Many of the insights into pathologic versus adaptive arterial remodeling have been achieved through a detailed understanding of the linkage between endothelial/smooth muscle cell biology and the local hemodynamic forces that modulate their response pattern. In the normal arterial circulation, where moderate shear stress, laminar flow patterns predominate, the response patterns following intervention have been well delineated and are the cornerstone for successful therapies. In contrast, the complex, high-energy, chaotic flow environment, which characterizes the AVF, breaks these established hemodynamic-biologic relationships.

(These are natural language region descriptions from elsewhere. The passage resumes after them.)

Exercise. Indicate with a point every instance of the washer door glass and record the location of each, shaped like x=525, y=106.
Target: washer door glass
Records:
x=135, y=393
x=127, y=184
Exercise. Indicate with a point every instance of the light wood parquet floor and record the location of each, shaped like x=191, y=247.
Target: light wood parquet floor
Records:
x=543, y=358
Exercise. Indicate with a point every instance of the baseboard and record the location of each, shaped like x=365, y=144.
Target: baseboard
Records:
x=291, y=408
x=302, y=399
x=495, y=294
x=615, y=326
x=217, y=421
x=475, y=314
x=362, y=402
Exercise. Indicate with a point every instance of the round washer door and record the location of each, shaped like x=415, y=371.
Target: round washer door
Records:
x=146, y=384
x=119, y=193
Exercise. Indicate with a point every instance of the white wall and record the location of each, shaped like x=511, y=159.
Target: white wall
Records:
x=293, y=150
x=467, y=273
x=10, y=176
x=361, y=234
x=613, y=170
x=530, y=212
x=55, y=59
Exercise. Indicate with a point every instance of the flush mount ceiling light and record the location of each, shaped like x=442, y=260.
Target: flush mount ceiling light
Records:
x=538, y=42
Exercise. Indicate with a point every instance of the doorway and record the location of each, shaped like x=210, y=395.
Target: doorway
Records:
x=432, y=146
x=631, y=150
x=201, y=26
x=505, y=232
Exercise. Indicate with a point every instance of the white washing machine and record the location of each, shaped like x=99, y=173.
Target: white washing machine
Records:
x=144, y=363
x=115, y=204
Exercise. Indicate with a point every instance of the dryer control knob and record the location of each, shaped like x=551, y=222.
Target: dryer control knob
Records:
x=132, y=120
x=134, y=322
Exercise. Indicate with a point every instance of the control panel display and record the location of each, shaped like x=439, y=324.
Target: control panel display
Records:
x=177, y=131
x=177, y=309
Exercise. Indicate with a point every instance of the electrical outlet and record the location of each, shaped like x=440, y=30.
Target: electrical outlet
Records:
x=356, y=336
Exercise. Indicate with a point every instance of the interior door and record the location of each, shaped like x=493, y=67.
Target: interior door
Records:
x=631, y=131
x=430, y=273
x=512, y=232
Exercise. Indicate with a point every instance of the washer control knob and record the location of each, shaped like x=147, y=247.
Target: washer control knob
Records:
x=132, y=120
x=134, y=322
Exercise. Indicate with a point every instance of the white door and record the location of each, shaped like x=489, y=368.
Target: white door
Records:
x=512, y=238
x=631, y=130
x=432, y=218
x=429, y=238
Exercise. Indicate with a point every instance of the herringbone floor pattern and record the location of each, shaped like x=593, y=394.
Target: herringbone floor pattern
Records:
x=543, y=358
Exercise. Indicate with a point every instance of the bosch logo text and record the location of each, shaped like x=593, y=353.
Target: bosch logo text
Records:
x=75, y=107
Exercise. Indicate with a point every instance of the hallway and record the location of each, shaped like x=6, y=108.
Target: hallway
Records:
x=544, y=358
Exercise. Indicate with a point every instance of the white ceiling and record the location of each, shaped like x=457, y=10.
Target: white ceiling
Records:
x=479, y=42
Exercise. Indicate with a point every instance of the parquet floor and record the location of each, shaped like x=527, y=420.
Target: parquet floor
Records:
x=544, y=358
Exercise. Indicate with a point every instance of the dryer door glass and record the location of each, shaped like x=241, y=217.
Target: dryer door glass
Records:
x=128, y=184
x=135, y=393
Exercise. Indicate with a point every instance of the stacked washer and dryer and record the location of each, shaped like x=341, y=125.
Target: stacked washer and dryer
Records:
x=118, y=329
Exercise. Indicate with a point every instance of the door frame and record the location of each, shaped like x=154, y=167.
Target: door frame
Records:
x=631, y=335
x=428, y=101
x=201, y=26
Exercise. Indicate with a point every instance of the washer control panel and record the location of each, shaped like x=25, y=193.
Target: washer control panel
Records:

Aim 1 will explore the mechanosensing mechanisms that are instrumental in the interpretation of these forces and examine their downstream effect on shifting the smooth muscle cell (SMC) to a pro-proliferative, synthetic phenotype. In a more global sense, understanding the unique response patterns within the AVF flow environment are instrumental to moving the field forward and providing the needed insights to design the next generation of biologic therapies to improve AVF outcomes.
Aims 2 and 3 will perform a systems-based analysis of the critical genomic changes that dictate successful versus failed AVF remodeling and utilize a multi-scale model to identify those key elements within the network that should move forward for further translational investigation. Supported by our preliminary data, we propose that the intima and media have unique response patterns following AVF creation. Using laser capture microdissection, high-throughput genomics and advanced network analysis, the current project will produce a multi-scale, computational model links changes in gene expression network to alterations in SMC and matrix biology and ultimately alterations in the remodeling response of the AVF architecture. Using this model, a systematic analysis of the biologic response to genomic perturbations can be explored, effectively performing a progression of in silico experiments to identify those key opportunities in the genomic response where the needed balance between expansive remodeling and modulated hyperplastic growth can be achieved. Within this context, the following Aims are proposed:
SPECIFIC AIM 1 : Explore the biomechanical linkage between AVF creation and SMC phenotype and evaluate the impact of these changes on AVF adaptation and successful (or failed) physiological maturation.
SPECIFIC AIM 2 : Delineate the changes in genome-wide expression patterns associated with AVF creation and identify unique genomic signatures that are associated with successful AVF remodeling.
SPECIFIC AIM 3 : Create and explore a dynamic gene regulatory network, which in combination with a multiscale computational model of vascular adaptation, identifies the subset of genes that have the most significant influence on augmenting outward remodeling and reducing intimal hyperplasia following AVF placement.
Although a functional arteriovenous fistula (AVF) is considered the preferred type of vascular access for maintenance hemodialysis, approximately 50% of new AVFs fail to mature. Among the major impediments to designing the next generation of biologic therapies to improve AVF outcomes is the limited understanding of the biology that regulates the remodeling response patterns in early stages following AVF creation. Fundamental to this project is a systems-based analysis of the critical genomic and metabolomic changes that dictate successful versus failed AVF remodeling.